This program is a shell script written in Bash, a Unix shell that runs in a command-line interface (CLI). The program aims to automate the task of checking and printing bulk comment on all the non-commented rules within a Check Point firewall using API.
This script is tested on R80+ and R81+ series GAIA OS.
In this the user is prompted to enter the IP address or name of the domain or SMS (Security Management Server) they want to check.
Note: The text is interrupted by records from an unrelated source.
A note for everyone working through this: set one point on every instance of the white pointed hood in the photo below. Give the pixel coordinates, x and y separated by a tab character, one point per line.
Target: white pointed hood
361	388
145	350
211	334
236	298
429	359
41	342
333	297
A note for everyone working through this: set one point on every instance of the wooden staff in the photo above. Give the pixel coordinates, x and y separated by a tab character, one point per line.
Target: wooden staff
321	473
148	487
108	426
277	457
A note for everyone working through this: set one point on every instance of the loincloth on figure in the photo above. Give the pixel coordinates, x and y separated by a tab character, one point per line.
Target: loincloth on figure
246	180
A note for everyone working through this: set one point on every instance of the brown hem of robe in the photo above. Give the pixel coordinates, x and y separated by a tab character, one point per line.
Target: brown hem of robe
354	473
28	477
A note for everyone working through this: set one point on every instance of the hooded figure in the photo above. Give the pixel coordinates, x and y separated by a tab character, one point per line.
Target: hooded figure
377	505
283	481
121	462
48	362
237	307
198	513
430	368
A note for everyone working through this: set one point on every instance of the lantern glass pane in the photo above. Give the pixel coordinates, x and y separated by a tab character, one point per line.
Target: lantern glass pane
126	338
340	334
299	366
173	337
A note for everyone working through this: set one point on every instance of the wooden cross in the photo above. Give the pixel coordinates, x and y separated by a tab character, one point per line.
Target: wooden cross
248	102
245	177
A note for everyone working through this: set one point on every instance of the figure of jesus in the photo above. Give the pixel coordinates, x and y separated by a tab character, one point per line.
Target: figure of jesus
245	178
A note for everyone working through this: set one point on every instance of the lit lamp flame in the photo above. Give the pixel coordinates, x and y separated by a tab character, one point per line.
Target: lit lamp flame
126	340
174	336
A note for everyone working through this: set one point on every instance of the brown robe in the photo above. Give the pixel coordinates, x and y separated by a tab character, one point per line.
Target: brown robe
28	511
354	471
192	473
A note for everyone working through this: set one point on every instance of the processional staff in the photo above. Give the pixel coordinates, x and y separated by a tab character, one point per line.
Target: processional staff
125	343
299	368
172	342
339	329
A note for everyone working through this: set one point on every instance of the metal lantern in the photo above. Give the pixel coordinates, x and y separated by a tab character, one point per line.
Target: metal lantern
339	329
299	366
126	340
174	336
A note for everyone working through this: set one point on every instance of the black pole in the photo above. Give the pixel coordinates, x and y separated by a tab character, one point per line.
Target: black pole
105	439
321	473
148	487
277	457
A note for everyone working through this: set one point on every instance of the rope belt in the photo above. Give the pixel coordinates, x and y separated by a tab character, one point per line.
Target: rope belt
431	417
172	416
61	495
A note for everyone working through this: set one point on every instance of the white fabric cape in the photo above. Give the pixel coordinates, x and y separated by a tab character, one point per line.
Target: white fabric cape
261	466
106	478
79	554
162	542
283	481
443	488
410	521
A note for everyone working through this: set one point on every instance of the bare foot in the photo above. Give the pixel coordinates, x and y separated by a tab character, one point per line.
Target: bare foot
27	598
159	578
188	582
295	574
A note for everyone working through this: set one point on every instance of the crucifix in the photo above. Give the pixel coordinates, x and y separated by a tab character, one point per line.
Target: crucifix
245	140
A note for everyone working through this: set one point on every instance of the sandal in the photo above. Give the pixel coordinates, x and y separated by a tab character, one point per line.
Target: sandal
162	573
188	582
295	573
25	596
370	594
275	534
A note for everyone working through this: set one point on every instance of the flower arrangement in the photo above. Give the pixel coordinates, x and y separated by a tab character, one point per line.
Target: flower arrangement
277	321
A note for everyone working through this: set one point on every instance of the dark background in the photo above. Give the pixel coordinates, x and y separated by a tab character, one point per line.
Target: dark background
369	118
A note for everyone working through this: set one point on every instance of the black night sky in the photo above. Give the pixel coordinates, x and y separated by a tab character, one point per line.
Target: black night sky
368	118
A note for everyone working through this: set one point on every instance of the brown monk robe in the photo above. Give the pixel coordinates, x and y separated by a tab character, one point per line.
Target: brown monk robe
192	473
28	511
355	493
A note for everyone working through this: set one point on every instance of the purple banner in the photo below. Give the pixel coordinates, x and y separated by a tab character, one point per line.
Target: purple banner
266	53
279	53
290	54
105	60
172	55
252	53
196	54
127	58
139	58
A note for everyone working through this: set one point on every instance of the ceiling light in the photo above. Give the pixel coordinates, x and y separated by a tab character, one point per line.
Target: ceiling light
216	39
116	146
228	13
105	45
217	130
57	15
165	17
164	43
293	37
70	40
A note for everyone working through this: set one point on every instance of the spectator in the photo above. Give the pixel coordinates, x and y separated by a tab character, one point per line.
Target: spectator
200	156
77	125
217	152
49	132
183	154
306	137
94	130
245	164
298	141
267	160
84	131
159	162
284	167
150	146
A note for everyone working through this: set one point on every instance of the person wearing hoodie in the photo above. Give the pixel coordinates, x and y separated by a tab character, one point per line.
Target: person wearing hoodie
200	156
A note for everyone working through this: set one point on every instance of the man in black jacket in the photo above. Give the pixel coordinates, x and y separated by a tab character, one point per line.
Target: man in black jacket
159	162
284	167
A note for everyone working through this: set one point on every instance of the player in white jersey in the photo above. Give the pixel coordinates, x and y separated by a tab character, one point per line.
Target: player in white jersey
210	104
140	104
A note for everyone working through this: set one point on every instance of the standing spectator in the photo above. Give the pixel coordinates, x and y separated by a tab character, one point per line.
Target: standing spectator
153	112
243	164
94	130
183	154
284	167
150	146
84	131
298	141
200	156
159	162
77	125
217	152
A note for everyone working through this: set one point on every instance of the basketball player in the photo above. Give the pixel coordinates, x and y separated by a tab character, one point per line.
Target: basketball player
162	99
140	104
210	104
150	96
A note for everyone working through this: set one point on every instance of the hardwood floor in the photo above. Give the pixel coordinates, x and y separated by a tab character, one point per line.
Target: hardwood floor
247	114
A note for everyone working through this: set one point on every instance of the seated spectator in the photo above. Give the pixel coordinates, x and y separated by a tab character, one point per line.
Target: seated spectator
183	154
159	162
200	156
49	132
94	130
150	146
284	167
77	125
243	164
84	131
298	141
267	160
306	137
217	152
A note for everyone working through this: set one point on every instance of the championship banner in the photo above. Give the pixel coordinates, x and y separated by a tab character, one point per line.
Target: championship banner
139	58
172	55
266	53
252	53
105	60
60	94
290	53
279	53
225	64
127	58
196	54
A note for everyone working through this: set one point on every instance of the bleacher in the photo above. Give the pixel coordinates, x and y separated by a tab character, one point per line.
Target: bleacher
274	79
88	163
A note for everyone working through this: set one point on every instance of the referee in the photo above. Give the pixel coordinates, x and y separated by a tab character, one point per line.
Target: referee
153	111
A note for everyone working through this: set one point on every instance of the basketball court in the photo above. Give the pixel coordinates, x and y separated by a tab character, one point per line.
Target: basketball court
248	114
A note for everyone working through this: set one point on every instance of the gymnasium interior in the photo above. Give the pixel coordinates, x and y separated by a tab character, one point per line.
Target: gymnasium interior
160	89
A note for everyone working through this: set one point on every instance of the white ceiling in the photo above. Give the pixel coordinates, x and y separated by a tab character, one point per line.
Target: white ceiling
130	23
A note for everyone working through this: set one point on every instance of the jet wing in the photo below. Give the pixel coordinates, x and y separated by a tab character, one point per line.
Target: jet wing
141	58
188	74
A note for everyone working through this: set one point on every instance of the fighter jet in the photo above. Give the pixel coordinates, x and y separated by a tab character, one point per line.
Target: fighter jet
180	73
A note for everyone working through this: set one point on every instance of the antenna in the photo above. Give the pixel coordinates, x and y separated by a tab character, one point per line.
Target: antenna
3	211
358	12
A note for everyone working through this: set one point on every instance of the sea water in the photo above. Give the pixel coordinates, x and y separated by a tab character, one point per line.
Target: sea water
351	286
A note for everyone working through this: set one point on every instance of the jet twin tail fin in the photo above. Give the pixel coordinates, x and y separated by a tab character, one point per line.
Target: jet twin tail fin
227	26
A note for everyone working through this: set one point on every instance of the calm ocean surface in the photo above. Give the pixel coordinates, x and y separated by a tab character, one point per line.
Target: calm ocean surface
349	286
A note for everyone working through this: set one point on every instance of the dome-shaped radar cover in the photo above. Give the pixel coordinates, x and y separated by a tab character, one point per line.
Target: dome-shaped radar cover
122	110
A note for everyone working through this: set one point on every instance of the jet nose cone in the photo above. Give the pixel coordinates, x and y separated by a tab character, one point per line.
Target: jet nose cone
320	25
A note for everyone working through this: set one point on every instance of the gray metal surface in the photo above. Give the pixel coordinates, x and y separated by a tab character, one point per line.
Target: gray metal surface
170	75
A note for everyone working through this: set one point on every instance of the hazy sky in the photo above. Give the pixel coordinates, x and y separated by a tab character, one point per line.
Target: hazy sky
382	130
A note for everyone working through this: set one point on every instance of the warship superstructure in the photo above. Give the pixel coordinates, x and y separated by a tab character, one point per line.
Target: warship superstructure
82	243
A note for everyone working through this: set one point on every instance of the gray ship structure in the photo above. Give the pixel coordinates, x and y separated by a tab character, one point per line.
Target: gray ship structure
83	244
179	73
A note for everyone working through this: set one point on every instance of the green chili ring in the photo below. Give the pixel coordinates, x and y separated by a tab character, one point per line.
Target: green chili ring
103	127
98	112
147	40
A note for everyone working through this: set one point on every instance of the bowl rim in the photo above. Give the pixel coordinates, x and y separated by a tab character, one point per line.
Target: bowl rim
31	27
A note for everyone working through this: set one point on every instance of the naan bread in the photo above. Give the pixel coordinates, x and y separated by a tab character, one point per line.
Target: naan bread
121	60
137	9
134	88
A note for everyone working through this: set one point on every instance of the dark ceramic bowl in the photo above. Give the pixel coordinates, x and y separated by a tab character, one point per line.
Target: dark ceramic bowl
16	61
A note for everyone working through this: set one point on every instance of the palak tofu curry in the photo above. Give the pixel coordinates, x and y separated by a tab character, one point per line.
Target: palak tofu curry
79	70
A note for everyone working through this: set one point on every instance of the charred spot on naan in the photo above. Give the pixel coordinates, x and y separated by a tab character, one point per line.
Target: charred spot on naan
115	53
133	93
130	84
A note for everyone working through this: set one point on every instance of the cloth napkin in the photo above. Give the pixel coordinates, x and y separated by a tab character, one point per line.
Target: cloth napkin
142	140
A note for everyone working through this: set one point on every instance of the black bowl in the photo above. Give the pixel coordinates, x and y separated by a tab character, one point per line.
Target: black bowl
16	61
Once the user enters the domain name or IP address, the script uses the Checkpoint API command-line interface tool "mgmt_cli" to show a list of available policy package names for that domain. The user is prompted to enter the name of the policy package they want to check.
The script then determines the size of the rulebase of the specified policy package using the "show access-rulebase" command with the "total" option. Once that is fetch it will display the total number of rules that are present on that policy package.
Note: Keep in mind that sometimes we use custom name for policy package and if that is the case then after extracting available policy packages it will display name such as below,
Listing all available Policy Package Names...
customname1 Network
customname2 Network
customname3 application
In such case while specifying policy package name, specify complete name like : customname1 Network
Once all the available rules from the selected policy packages are displayed it then asks to scan total rules. This is required as it sets the limit to the mentioned number
by-default Checkpoint firewall only scan first 50 rules. That"s why mentioning "number of rules to scan" is must.
Once the scan is completed, it show total number of rules that are currently not having any comment.
The user is then prompted to select one of the following options:
1. Comment Rules
2. Check for different policy package
3. Quit Program
Based on the user"s selection, the script then move further accordingly.
On selecting 1st option, it asks for credentials of "Smartconsole" to create a session and then ask for the comment that you want to print on the rules.
After providing the comment it then executes the "mgmt_cli" API command to print comments on all the rules that are not commented.
The user is then prompted to select one of the following options:
1. Publish
2. Discard
3. Check for different policy package
4. Quit Program
Once all the rules are commented, it then asks whether to publish the changes or to discard it or whether to comment more rules from different policy package.
The script uses the "jq" command-line tool to parse the JSON output of the "mgmt_cli" command and extract the relevant information.
To execute this program, follow these steps:
1. Open a terminal of Checkpoint Management Server.
2. Save the program to a file with a ".sh" extension.
3. Set the file"s permissions to allow execution by running the command "chmod +x cpcommnetor.sh".
4. Run the program by entering "./cpcommentor.sh" in the terminal
5. Follow the prompts and enter any required inputs.
7. The program will execute the selected function and display the results.